Find the general solution of the following differential equation :$$[(x+3)D^2 -(2x+7)D+2]y = (x+3)^2e^x$$ Here $D = {d\over dx}$
But i got stuck as it doesn't follow Cauchy-Euler form or any normal form. Please help me out. Thanks in advance.
Try the ansatz $y(x) = p(x)e^x$, where p(x) is a polynomial. Then,
$$ y'(x) = p'(x)e^x + p(x)e^x $$ $$ y''(x) = p''(x)e^x + 2p'(x)e^x +p(x)e^x$$
Inserting all this into your equation, the $e^x$'s cancel and
$$(x+3)(p''(x)+ 2p'(x) +p(x)) - (2x+7)(p'(x) + p(x)) + 2p(x) = (x+3)^2$$
The right hand side has degree 2. The largest degree on the left comes from $xp(x)$. Therefore p(x) must be linear. Letting $p(x) = mx +b$, then $p'(x)= m$ and $p''(x) = 0$. Thus we get,
$(x+3)(2m +mx +b) - (2x +7)(m + mx + b) +2(mx+b) = (x+3)^2 = x^2 +6x + 9 $
This leads to
$ -m x^2 - (2m + b)x - (2b+m) = (x+3)^2 = x^2 +6x + 9 $
which gives us $m=-1, b = -4$. Therefore, we have the particular solution
$y_p(x) = -(x+4)e^x$.
To find the general solution we must solve the homogeneous equation:
$(x+3)y''(x) - 2(x+7)y'(x) + 2y(x) = 0$
Since a linear solution worked last time let's try it again, $y(x) = nx + c$.
$ 0 -(2x+7)n + 2(nx+c) = 0$
$ -7n + 2c = 0$
It should be expected that we have one degree of freedom remaining since, unlike the last case, in the homogeneous case a multiple of a solution is a solution. Therefore, we have $y(x) = nx +c = c(\frac{2}{7}x + 1)$.

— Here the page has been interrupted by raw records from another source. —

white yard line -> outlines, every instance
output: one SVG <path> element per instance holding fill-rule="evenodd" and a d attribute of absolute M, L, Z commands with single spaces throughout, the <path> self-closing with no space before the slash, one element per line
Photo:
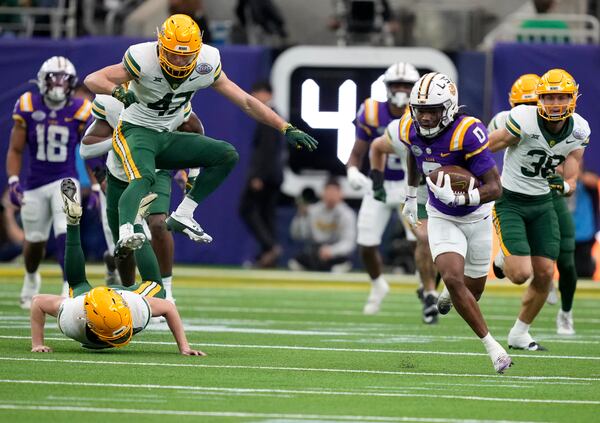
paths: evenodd
<path fill-rule="evenodd" d="M 332 389 L 258 389 L 258 388 L 226 388 L 216 386 L 191 386 L 191 385 L 158 385 L 158 384 L 133 384 L 133 383 L 104 383 L 104 382 L 75 382 L 75 381 L 52 381 L 52 380 L 21 380 L 0 379 L 0 383 L 26 384 L 26 385 L 53 385 L 53 386 L 81 386 L 102 387 L 122 389 L 163 389 L 183 391 L 206 391 L 222 393 L 262 393 L 262 394 L 296 394 L 296 395 L 329 395 L 329 396 L 351 396 L 351 397 L 392 397 L 392 398 L 432 398 L 451 399 L 466 401 L 492 401 L 492 402 L 516 402 L 526 404 L 570 404 L 570 405 L 600 405 L 596 400 L 565 400 L 565 399 L 539 399 L 539 398 L 506 398 L 506 397 L 484 397 L 476 395 L 445 395 L 445 394 L 421 394 L 404 392 L 360 392 L 360 391 L 337 391 Z"/>
<path fill-rule="evenodd" d="M 543 423 L 526 422 L 517 420 L 474 420 L 474 419 L 451 419 L 435 417 L 383 417 L 383 416 L 348 416 L 348 415 L 326 415 L 326 414 L 275 414 L 275 413 L 247 413 L 232 411 L 186 411 L 186 410 L 156 410 L 156 409 L 137 409 L 137 408 L 104 408 L 104 407 L 73 407 L 73 406 L 35 406 L 19 404 L 0 404 L 0 409 L 4 410 L 23 410 L 23 411 L 65 411 L 80 413 L 115 413 L 115 414 L 149 414 L 166 416 L 196 416 L 196 417 L 237 417 L 254 419 L 297 419 L 305 421 L 314 420 L 332 420 L 340 421 L 359 421 L 359 422 L 421 422 L 421 423 Z"/>
<path fill-rule="evenodd" d="M 31 339 L 29 336 L 0 335 L 0 339 Z M 46 338 L 51 341 L 69 341 L 69 338 L 52 337 Z M 132 344 L 147 345 L 175 345 L 175 342 L 162 341 L 132 341 Z M 442 356 L 477 356 L 488 357 L 486 353 L 461 352 L 461 351 L 427 351 L 427 350 L 393 350 L 393 349 L 372 349 L 372 348 L 328 348 L 328 347 L 300 347 L 297 345 L 256 345 L 256 344 L 222 344 L 222 343 L 190 343 L 200 347 L 224 347 L 224 348 L 256 348 L 272 350 L 298 350 L 298 351 L 325 351 L 325 352 L 357 352 L 357 353 L 382 353 L 382 354 L 423 354 L 423 355 L 442 355 Z M 532 359 L 564 359 L 564 360 L 600 360 L 600 356 L 584 355 L 548 355 L 544 353 L 530 354 L 510 354 L 511 357 L 532 358 Z"/>
<path fill-rule="evenodd" d="M 359 370 L 359 369 L 330 369 L 311 367 L 277 367 L 277 366 L 241 366 L 241 365 L 218 365 L 218 364 L 188 364 L 188 363 L 164 363 L 164 362 L 135 362 L 135 361 L 108 361 L 108 360 L 70 360 L 54 358 L 25 358 L 25 357 L 0 357 L 0 361 L 34 361 L 36 363 L 65 363 L 65 364 L 91 364 L 91 365 L 115 365 L 115 366 L 149 366 L 149 367 L 193 367 L 207 369 L 242 369 L 242 370 L 275 370 L 284 372 L 322 372 L 322 373 L 348 373 L 348 374 L 373 374 L 392 376 L 423 376 L 423 377 L 458 377 L 458 378 L 485 378 L 490 382 L 504 383 L 506 379 L 535 381 L 540 384 L 555 384 L 554 381 L 583 381 L 600 382 L 600 377 L 572 377 L 572 376 L 512 376 L 495 374 L 469 374 L 469 373 L 443 373 L 443 372 L 406 372 L 391 370 Z M 497 385 L 494 385 L 497 386 Z"/>

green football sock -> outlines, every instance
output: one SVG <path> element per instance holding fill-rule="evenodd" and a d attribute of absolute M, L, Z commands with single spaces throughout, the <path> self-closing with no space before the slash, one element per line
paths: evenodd
<path fill-rule="evenodd" d="M 571 311 L 575 289 L 577 288 L 577 269 L 575 268 L 573 251 L 561 251 L 556 265 L 560 274 L 558 289 L 560 291 L 561 309 Z"/>

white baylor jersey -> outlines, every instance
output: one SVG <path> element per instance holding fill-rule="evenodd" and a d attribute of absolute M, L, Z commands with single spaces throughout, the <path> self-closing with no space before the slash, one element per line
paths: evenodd
<path fill-rule="evenodd" d="M 139 103 L 121 113 L 121 120 L 156 131 L 169 131 L 177 112 L 195 92 L 210 87 L 221 75 L 219 50 L 202 44 L 196 68 L 182 83 L 170 85 L 158 62 L 158 43 L 132 45 L 123 56 L 123 65 L 134 77 L 129 89 Z"/>
<path fill-rule="evenodd" d="M 148 322 L 150 322 L 150 318 L 152 317 L 150 306 L 144 297 L 135 292 L 122 291 L 120 289 L 116 291 L 123 297 L 131 310 L 133 334 L 135 335 L 148 326 Z M 88 339 L 85 310 L 83 308 L 84 301 L 85 294 L 75 298 L 67 298 L 63 301 L 58 311 L 58 328 L 65 336 L 81 342 L 86 348 L 110 348 L 109 344 L 98 343 Z"/>
<path fill-rule="evenodd" d="M 506 130 L 519 137 L 518 144 L 504 153 L 502 186 L 526 195 L 550 192 L 546 177 L 574 150 L 589 143 L 590 126 L 573 113 L 560 134 L 550 134 L 538 117 L 537 106 L 520 105 L 513 108 L 506 120 Z"/>
<path fill-rule="evenodd" d="M 400 161 L 402 162 L 401 169 L 404 170 L 404 172 L 406 173 L 406 155 L 408 154 L 408 149 L 406 145 L 402 141 L 400 141 L 400 138 L 398 138 L 398 133 L 400 132 L 398 131 L 399 125 L 400 119 L 394 119 L 393 121 L 391 121 L 385 129 L 385 136 L 387 137 L 390 144 L 392 144 L 394 154 L 400 157 Z"/>
<path fill-rule="evenodd" d="M 506 120 L 508 119 L 509 114 L 510 110 L 503 110 L 501 112 L 498 112 L 487 126 L 488 134 L 491 134 L 498 128 L 505 128 Z"/>
<path fill-rule="evenodd" d="M 123 103 L 110 95 L 98 94 L 92 103 L 92 114 L 94 115 L 94 118 L 106 121 L 113 129 L 119 124 L 119 116 L 122 110 Z M 175 119 L 171 122 L 169 132 L 176 131 L 182 123 L 188 121 L 191 114 L 192 104 L 188 102 L 175 114 Z M 115 178 L 124 182 L 129 182 L 125 170 L 123 169 L 123 164 L 113 150 L 108 152 L 106 166 Z"/>

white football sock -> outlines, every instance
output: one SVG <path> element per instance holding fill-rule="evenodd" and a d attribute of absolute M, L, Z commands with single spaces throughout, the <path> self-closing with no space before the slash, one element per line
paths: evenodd
<path fill-rule="evenodd" d="M 33 273 L 25 272 L 25 283 L 28 285 L 36 285 L 42 282 L 42 276 L 40 272 L 35 271 Z"/>
<path fill-rule="evenodd" d="M 175 214 L 183 217 L 192 217 L 196 207 L 198 207 L 198 203 L 196 203 L 190 197 L 185 196 L 183 200 L 181 200 L 177 210 L 175 210 Z"/>
<path fill-rule="evenodd" d="M 512 329 L 510 331 L 515 335 L 525 334 L 525 333 L 529 332 L 529 326 L 531 326 L 531 325 L 528 325 L 527 323 L 517 319 L 517 321 L 515 322 L 514 326 L 512 327 Z"/>
<path fill-rule="evenodd" d="M 162 278 L 162 284 L 163 284 L 163 288 L 165 290 L 166 296 L 172 297 L 173 296 L 173 292 L 172 292 L 173 276 L 168 276 L 166 278 Z"/>
<path fill-rule="evenodd" d="M 500 345 L 498 341 L 496 341 L 492 334 L 489 332 L 486 336 L 481 338 L 481 342 L 483 342 L 483 346 L 485 347 L 485 350 L 488 354 L 496 353 L 498 350 L 504 349 L 502 348 L 502 345 Z"/>
<path fill-rule="evenodd" d="M 124 223 L 119 226 L 119 239 L 129 238 L 133 233 L 134 230 L 131 223 Z"/>

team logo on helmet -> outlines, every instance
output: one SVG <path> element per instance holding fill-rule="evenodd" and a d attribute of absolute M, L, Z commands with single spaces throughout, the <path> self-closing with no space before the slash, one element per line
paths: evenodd
<path fill-rule="evenodd" d="M 208 75 L 212 72 L 212 70 L 213 67 L 208 63 L 200 63 L 198 66 L 196 66 L 196 72 L 198 72 L 200 75 Z"/>

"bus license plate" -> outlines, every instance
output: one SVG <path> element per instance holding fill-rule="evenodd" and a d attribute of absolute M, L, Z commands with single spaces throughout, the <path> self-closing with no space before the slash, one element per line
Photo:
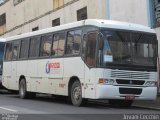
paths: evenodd
<path fill-rule="evenodd" d="M 134 100 L 135 96 L 125 96 L 125 100 Z"/>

Since the only other function we have to work with here is the exponential, let's try $y(x) = e^{\lambda x}$. Plugging this in the homogeneous equation,
$ (x+3)\lambda^2 - (2x+7)\lambda +2 = 0$
$ (\lambda^2- 2\lambda) x + 3\lambda^2 -7\lambda + 2 = 0 $
which can only hold for all x if $\lambda = 2$. Therefore, the general homogeneous solution is,
$y_h (x) = de^{2x} + c(\frac{2}{7}x + 1)$
where c and d are constants (the two homogeneous solutions are clearly linearly independent). The general solution is then,
$y(x) = y_p(x) + y_h(x) = -(x+4)e^x + de^{2x} + c(\frac{2}{7}x + 1)$